Vaccinating the lion cubs
The four rare lion cubs at Paignton Zoo have been to the vet - or rather, the vet has been to them.
The cubs had their routine first vaccinations at 9 weeks and will receive their second at 12 weeks. They will then get annual boosters.
So how do you vaccinate wild animals? The procedure may be routine, but it takes a team of five. There are two members of Paignton Zoo’s in-house vet team – vet Catherine Bergzoll and vet nurse Celine Campana - plus mammal keepers Helen Neighbour and Dave Rich. Coordinating everything is Senior Head Keeper of Mammals Matthew Webb.
The job is done quickly and efficiently. It’s a thrill to be up close and personal with the cubs, but at the same time staff have to follow safety protocols and be as quick as possible so that the cubs can be reunited with the 120 kilos of protective mother lion who is prowling a few metres away.

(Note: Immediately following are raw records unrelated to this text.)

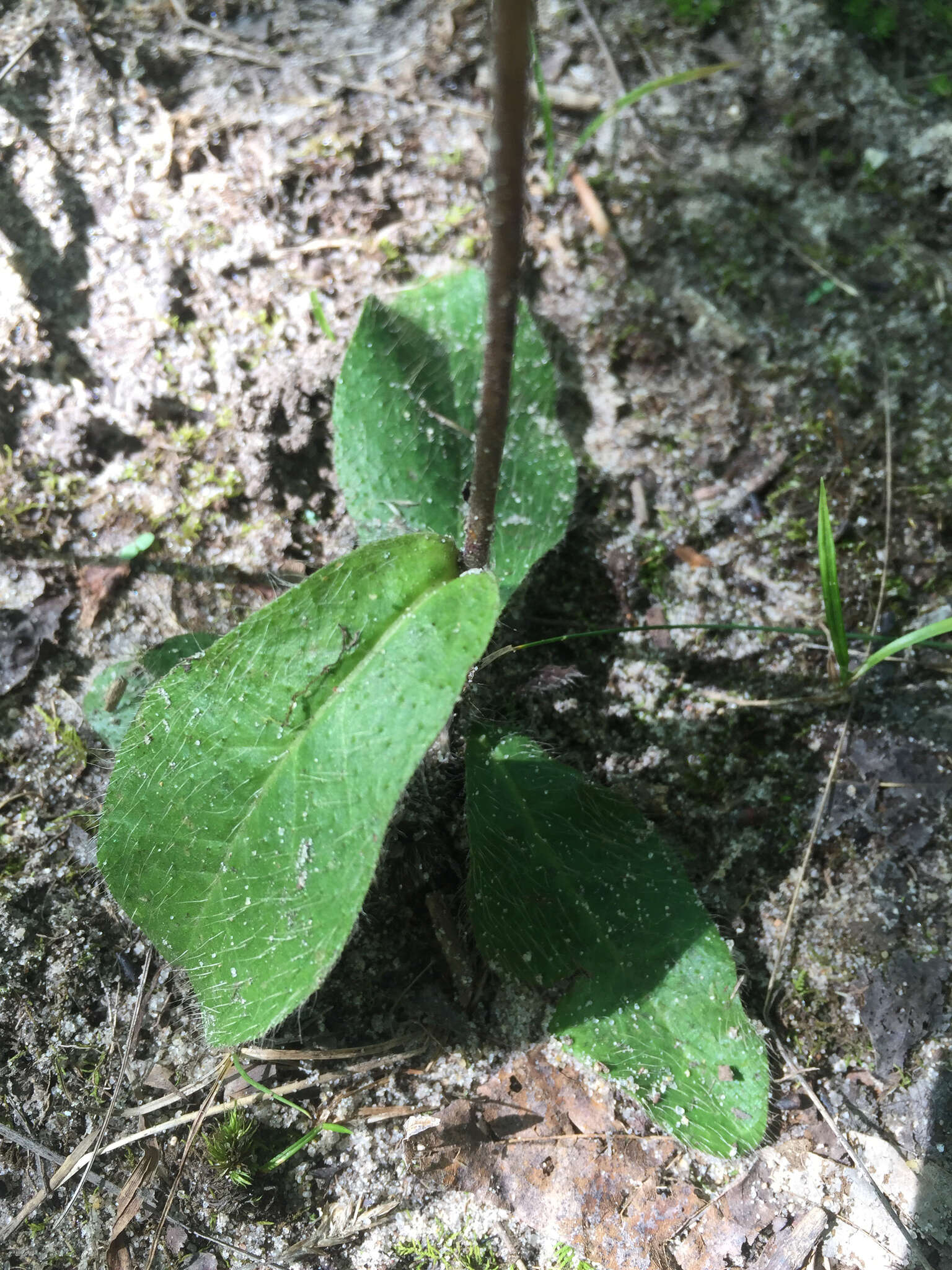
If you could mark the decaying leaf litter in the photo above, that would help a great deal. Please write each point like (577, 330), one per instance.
(164, 373)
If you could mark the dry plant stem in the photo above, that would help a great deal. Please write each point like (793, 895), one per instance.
(888, 526)
(808, 855)
(847, 1147)
(511, 40)
(824, 801)
(192, 1134)
(127, 1050)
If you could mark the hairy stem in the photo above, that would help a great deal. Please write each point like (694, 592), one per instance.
(511, 42)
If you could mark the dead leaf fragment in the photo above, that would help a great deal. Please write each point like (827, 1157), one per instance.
(610, 1194)
(792, 1248)
(97, 582)
(22, 631)
(696, 559)
(127, 1207)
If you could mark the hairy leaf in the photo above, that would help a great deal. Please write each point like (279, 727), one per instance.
(569, 882)
(111, 706)
(252, 794)
(405, 412)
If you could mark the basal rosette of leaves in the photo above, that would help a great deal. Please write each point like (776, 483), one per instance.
(568, 882)
(253, 790)
(405, 412)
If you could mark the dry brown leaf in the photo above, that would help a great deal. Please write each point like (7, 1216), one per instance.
(609, 1194)
(22, 631)
(130, 1201)
(792, 1248)
(730, 1222)
(97, 582)
(696, 559)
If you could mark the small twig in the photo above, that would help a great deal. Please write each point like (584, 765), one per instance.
(818, 269)
(20, 54)
(821, 699)
(511, 36)
(912, 1242)
(193, 1132)
(117, 1089)
(808, 854)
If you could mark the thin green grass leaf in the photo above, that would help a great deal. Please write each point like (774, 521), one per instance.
(320, 316)
(635, 95)
(545, 107)
(289, 1152)
(908, 641)
(833, 607)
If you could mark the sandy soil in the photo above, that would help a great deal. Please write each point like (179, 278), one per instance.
(774, 293)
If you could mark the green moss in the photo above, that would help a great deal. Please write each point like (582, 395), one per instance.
(231, 1147)
(448, 1250)
(697, 12)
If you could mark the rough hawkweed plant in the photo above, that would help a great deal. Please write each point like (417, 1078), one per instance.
(255, 781)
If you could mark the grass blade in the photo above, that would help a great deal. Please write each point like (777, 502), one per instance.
(908, 641)
(635, 95)
(831, 585)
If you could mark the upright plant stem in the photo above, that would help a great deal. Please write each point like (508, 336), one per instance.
(511, 46)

The keepers wear big leather gauntlets - the cubs are feisty, snarling throughout, while the growls of mum Indu echo in the den. The four are vaccinated, micro-chipped, given a quick health check and weighed. They are soon back with their mum.
Catherine: “We use a cat vaccine - the process is essentially the same as for pet cats. We give them a thorough exam to check things like their hearts and in male cats we check that their testicles have descended.”
At 9 weeks the four weigh between 7.6 and 8.8 kilos (16 to 19 pounds) – far more than your average adult domestic moggy, which tips the scales at around 4 or 5 kilograms (between 8 and 11 pounds). They are also stronger, wilder and come fully-equipped with claws and teeth.
“Charting their progress can be difficult, as we try to handle them as little as possible,” says Catherine. “Making sure they are growing and increasing in weight is important. We have CCTV cameras so we can check that they are behaving normally and suckling or eating without having to disturb them.”